Endowed in perpetuity by the Glenna Luschei Fund for Excellence

Water Women

Water Women

By Marie Yip

  • A photo by Marie Yip, titled, "Bitter-sweet Relationship"
  • A photo by Marie Yip, titled, "Joy of Serving a Steamed Fish"
  • A photo by Marie Yip, titled, "Poet in Tears"
  • A photo by Marie Yip, titled, "Drippy Head"
  • A photo by Marie Yip, titled, "Drown Me"
  • A photo by Marie Yip, titled, "Dragon Boat Racer and her Sweat"
  • A photo by Marie Yip, titled, "Drink, Baby, Drink"

Photography, to me, is honest, and sometimes sentimental. I have often been interested in discovering something unique in a subject through the lens. This “something” is perhaps a fleeting moment of emotion, a story, or even the innermost self of the subject, which to me, the beholder, is both stimulating and beautiful.

My work featured in this water-themed FUSION is a reflection of the seemingly commonplace water rituals performed by different female subjects. The water-related activities or actions presented here may first appear anonymous like stock pictures or some print ads but, at a closer glance, each picture tells a personal story.
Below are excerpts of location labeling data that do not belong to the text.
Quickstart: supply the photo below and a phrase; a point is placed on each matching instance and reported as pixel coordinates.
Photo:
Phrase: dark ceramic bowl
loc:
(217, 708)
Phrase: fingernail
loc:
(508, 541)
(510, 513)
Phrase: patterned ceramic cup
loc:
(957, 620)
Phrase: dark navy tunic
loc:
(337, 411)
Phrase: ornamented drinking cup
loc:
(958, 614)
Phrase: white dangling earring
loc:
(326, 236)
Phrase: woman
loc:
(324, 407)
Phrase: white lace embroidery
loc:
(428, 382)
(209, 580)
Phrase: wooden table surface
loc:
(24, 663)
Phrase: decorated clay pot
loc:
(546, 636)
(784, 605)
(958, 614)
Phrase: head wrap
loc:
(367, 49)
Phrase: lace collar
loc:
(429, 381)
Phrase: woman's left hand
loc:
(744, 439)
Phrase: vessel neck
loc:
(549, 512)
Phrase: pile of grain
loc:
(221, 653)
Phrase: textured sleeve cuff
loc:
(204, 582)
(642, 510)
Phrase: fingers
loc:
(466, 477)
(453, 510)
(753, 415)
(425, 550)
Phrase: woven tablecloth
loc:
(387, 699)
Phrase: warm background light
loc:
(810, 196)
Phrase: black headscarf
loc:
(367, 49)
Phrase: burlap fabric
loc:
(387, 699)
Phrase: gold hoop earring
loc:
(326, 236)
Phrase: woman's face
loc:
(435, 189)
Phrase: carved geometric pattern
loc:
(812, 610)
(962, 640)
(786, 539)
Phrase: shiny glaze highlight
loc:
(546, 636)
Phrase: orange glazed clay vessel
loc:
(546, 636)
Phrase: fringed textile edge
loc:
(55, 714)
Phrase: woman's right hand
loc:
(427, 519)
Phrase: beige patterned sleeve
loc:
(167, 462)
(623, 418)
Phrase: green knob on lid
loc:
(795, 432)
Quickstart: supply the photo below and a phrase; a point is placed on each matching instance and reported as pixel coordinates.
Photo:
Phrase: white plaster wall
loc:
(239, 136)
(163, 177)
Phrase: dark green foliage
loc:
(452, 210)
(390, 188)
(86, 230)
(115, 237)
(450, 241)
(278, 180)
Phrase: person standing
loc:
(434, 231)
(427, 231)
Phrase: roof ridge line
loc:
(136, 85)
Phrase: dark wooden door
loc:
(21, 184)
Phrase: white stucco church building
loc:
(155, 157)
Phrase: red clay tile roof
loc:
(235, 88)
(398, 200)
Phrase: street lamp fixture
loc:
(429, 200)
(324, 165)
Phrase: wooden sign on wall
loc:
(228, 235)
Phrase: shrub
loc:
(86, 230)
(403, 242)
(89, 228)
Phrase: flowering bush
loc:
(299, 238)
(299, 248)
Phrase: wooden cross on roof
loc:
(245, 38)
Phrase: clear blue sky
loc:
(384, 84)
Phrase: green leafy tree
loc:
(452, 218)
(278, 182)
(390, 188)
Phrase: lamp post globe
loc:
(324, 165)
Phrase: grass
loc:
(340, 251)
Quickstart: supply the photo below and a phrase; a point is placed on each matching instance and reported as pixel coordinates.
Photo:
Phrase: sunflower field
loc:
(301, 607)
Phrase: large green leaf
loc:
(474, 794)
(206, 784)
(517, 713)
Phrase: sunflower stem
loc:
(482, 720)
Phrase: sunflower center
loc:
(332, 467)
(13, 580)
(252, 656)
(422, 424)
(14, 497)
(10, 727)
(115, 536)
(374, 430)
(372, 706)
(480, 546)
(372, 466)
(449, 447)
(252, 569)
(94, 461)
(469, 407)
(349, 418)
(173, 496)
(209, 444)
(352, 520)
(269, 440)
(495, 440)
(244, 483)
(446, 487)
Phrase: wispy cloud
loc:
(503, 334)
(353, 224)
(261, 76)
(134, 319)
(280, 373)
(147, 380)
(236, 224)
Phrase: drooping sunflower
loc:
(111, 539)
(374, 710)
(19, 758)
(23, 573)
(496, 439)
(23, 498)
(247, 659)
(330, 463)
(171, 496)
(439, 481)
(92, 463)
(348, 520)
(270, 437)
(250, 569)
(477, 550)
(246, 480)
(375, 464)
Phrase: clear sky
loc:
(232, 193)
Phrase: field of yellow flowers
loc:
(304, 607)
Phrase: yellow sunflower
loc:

This is because these subjects are my close friends and their interplay with water has been extracted from their daily experience.

“Drink, Baby, Drink” is a picture of Winky and her baby girl Clarisse, who has not liked milk since birth. In this photo, Clarisse is making her mother most content by drinking a whole bottle of milk. The lighting is soft to conjure the feeling of tenderness. The baby, the bottle, and the mother together form a triangle that suggests their strong bond.

“Drippy Head” shows Ming sleeping tight with her long, wet hair spreading out on her bed. Although her caring mother has told her off a thousand times for not drying her hair before going to sleep, Ming cannot but ignore her as she is just too tired after work. Natural light has been utilized to create a harmonious ambience. An interesting visual contrast of the uncontrollable “Medusa” curls and the sharp clean stripes of her top reflects Ming’s inner struggle to restore a balance amidst her daily chaos.

“The Poet in Tears” zooms in on the face of Tammy, who was caught tearful watching an emotional shampoo commercial about a young girl with beautiful long hair. Among the several shots taken, I selected this one as it gives viewers more room to imagine what is on the poet’s mind.

“The Dragon Boat Racer and Her Sweat” features Jessica, the hard-working, white-collar employee who feels most alive during the dragon boat races when she cannot tell whether it is seawater or sweat on her face. To simulate such an uplifting sensation, Jessica was greeted with incessant cold-water spray and noisy cheers on the set.

In “The Bitter-sweet Relationship,” as a Chinese saying goes, what tastes bitter is good for one’s health. Polly, who has had trouble sleeping, has been taking Chinese medicine. A wide-angle lens and a top-down angle were used to make the subject’s head look bigger and more comical.

“Drown Me” shows Karen doing laundry. This image looks comparatively busy with most of its white space occupied by washing in the background and a huge bathtub in the foreground. Karen’s torso appears crooked and compressed with her head and fingers cropped. Yet she does not seem to care but runs her fingers dreamily into the water, immersed in some deep thought of her own.

“The Joy of Serving a Steamed Fish” features Emily, a theology student who hates the smell of fish but is delighted to prepare a traditional Chinese fish dish for the victims of the Tsunami disaster in Japan she visits every few months. The fish feast celebrates sacrifice as in the Christian story of “Five Loaves and Two Fish.” Emily’s innocent smile reminds one of the child in the story who has shared his food with the starving crowd.

The seven images display frontal poses of the female subjects against a white background. A shorter lens was used to allow a personal distance between the subjects and me for a casual chat during the shoot. The minimalist, white background eliminates distractions and connects the subjects and their actions in the series. The reason I chose to shoot in black and white is that water is colorless per se and the monotone sharpens the form, texture, and movement of water, endowing the movement with a sense of infinity in time and space.


Photo of Marie Yip

Marie Yip is a Hong Kong-based photographer and a first-prize winner in the SCMP (South China Morning Post) Portraits of Women Competition (2011). She received her M.A. in English studies from the University of Hong Kong. She is currently a contributor to CHA: An Asian Literary Journal.